Jan 12, 2016, 9:46 AM
Sergeant 544 Jaiteh, who was holding brief for Sub-Inspector Oley Bobb, asked Lamin Saho, the complainant, to get into the witness box to continue his testimony.
Lamin Saho told the court that the accused, Yusupha Sanyang, telephoned his partner who told him (the accused) that they would travel at midnight on 18 April 2014.
On 17 April 2014, they went to Dakar with the accused; they went to a hotel and then proceeded to the airport.
At the airport, a man met them and the Sanyang told them that the man was a police officer, who was not in uniform and did not show them a police ID card.
Mr Saho further testified that Sanyang asked him to give the man 100 Euros. He told the accused that this was not the agreement, and Sanyang said he would refund him the 100 Euros.
Saho gave 100 Euros to Lamin Joof who gave it to Sanayang, who did not refund him the 100 Euros.
Mr Saho further told the court that Sanyang gave them an air ticket for Morocco, and the “police officer” went with him to the check-in desk.
Their passports, which were given to them by Sanyang, were handed to the officer at the check-in desk.
However, they were not allowed to fly.
They returned to the hotel, and Sanyang told them that he was going to meet his partner.
Mr Saho further told the court that Sanyang and his partner came to them and said they had changed the air ticket to fly to Turkey. Sanyang then asked them to lend him money; that when they travel he would refund them.
Saho told the court he then gave Sanyang 600 Euros, for himself and Lamin Joof.
The agreement they made with Sanayang was for the accused to be given four weeks to procure a visa for them.
When they could not travel, they returned to The Gambia.
At this juncture, Sergeant 544 Jaiteh showed Mr Saho the agreement document, which he identified.
Sergeant 544 Jaiteh then applied to tender the document. It was shown to the accused who objected to tendering the document.
Yusupha Sanyang said he objected because it was a separate agreement between him and the witness.

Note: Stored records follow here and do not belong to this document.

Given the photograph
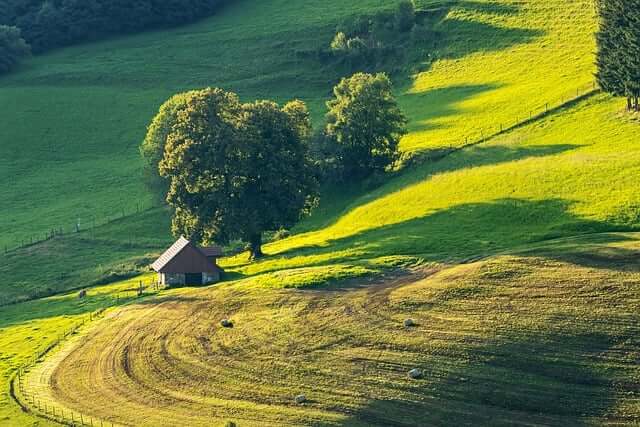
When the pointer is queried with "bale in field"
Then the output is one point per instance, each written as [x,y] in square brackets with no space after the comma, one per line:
[415,374]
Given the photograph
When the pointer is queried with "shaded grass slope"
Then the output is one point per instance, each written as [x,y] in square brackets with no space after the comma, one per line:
[75,117]
[542,337]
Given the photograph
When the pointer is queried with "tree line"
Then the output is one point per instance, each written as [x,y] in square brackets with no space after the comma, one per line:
[232,170]
[47,24]
[618,57]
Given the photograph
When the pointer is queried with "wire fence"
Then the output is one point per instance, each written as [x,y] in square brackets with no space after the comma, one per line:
[80,224]
[524,117]
[26,393]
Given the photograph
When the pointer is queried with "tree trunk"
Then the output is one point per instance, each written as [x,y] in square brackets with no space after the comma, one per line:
[255,245]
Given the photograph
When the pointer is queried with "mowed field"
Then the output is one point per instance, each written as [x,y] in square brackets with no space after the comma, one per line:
[544,337]
[516,257]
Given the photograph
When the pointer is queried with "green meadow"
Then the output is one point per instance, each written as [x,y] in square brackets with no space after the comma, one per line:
[516,256]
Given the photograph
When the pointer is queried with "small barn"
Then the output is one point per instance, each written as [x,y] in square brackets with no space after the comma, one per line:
[187,264]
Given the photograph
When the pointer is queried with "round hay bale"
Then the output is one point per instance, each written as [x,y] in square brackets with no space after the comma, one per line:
[415,374]
[409,323]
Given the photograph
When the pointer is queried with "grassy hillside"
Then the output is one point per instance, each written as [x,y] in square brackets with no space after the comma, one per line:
[28,329]
[544,337]
[571,173]
[518,320]
[77,116]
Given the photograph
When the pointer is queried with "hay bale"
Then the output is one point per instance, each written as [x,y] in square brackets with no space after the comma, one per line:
[409,323]
[415,374]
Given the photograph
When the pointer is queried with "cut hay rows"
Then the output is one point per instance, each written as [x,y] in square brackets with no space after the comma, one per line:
[541,338]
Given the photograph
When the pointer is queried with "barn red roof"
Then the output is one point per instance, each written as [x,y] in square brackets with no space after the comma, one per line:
[185,257]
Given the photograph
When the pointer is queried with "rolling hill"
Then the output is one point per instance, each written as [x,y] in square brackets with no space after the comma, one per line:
[512,245]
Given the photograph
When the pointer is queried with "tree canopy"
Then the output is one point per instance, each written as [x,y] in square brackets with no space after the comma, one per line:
[618,56]
[13,48]
[47,24]
[237,170]
[365,123]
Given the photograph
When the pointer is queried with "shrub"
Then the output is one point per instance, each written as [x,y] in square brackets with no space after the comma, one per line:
[339,43]
[405,16]
[366,124]
[281,234]
[13,48]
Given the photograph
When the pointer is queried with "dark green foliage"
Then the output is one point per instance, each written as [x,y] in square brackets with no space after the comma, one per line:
[379,41]
[52,23]
[618,57]
[13,48]
[152,148]
[237,170]
[364,125]
[405,16]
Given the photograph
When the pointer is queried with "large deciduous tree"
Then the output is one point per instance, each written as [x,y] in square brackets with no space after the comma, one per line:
[365,122]
[237,170]
[152,148]
[618,56]
[13,48]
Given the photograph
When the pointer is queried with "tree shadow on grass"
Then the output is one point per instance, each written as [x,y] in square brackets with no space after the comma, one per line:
[458,37]
[541,378]
[472,157]
[429,106]
[454,234]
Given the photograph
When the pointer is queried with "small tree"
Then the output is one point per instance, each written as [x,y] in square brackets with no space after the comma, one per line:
[13,48]
[339,42]
[405,16]
[618,56]
[237,170]
[366,123]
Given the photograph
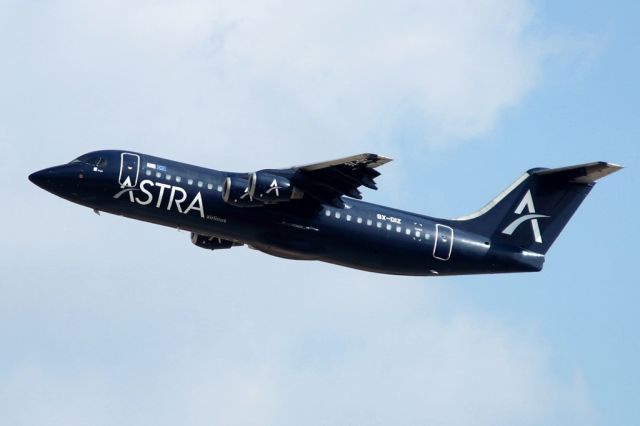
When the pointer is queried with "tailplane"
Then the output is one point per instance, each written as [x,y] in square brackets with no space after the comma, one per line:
[532,212]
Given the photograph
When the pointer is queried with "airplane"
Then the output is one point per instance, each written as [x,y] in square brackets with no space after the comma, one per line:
[314,212]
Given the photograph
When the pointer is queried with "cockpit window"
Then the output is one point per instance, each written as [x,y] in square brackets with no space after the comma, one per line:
[91,160]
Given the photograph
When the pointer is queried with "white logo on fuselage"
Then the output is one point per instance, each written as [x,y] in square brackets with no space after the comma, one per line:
[177,196]
[527,202]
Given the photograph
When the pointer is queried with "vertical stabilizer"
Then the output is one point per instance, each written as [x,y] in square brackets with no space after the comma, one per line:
[532,212]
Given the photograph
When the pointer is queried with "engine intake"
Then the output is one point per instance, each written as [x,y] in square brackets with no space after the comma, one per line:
[235,191]
[211,243]
[270,189]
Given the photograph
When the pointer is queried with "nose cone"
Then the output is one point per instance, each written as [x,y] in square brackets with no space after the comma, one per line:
[39,178]
[64,181]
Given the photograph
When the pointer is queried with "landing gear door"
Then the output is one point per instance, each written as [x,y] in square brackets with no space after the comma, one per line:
[444,242]
[129,170]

Magistrate Jobarteh, however, admitted the document, and said its weight would be determined by the court.
Continuing his testimony, Mr Saho told the court that they did not recover their money and their passports.
After he completed his testimony, Yusupha Sanyang was asked whether he had questions for Mr Saho.
Mr Sanyang asked the witness whether he was the one who approached him or was Saho who approached him; when Mr Saho went to him for the visa transaction.
Mr Saho told the court that he went to Sanyang to help him.
Asked by Sanyang whether he knew one Pa Saikou Camara, the witness said he knew him in Dakar, but not in The Gambia, and that he spoke to Pa Saikou Camara before they travelled to Dakar.
Sanyang then said it took more than eight weeks to procure the documents, but the witness denied this.
Under cross-examination, Mr Saho said the accused gave them a document before travelling to Dakar, and he denied that Sanyang told them that they would discuss before they travelled to Dakar.
When they asked the accused about the document, Sanayang told them it was for ‘on arrival’.
Sanyang asked Saho whether he was forced to lend him the 100 Euros, and the witness said they agreed to lend him the 100 Euros.
Mr Saho told the court that the reason they said Pa Saikou Camara was Sanyang’s partner was because, whatever he gave to the accused, would deal with Pa Saikou Camara.
Saho denied siding with Pa Saikou Camara, when Sanyang wanted to fight Pa Saikou Camara.
Sanyang asked the witness whether he told him that he works for an embassy, and Saho responded that it was Sanyang who confirmed that he procures visas for people.
The case was subsequently adjourned for continuation of cross-examination.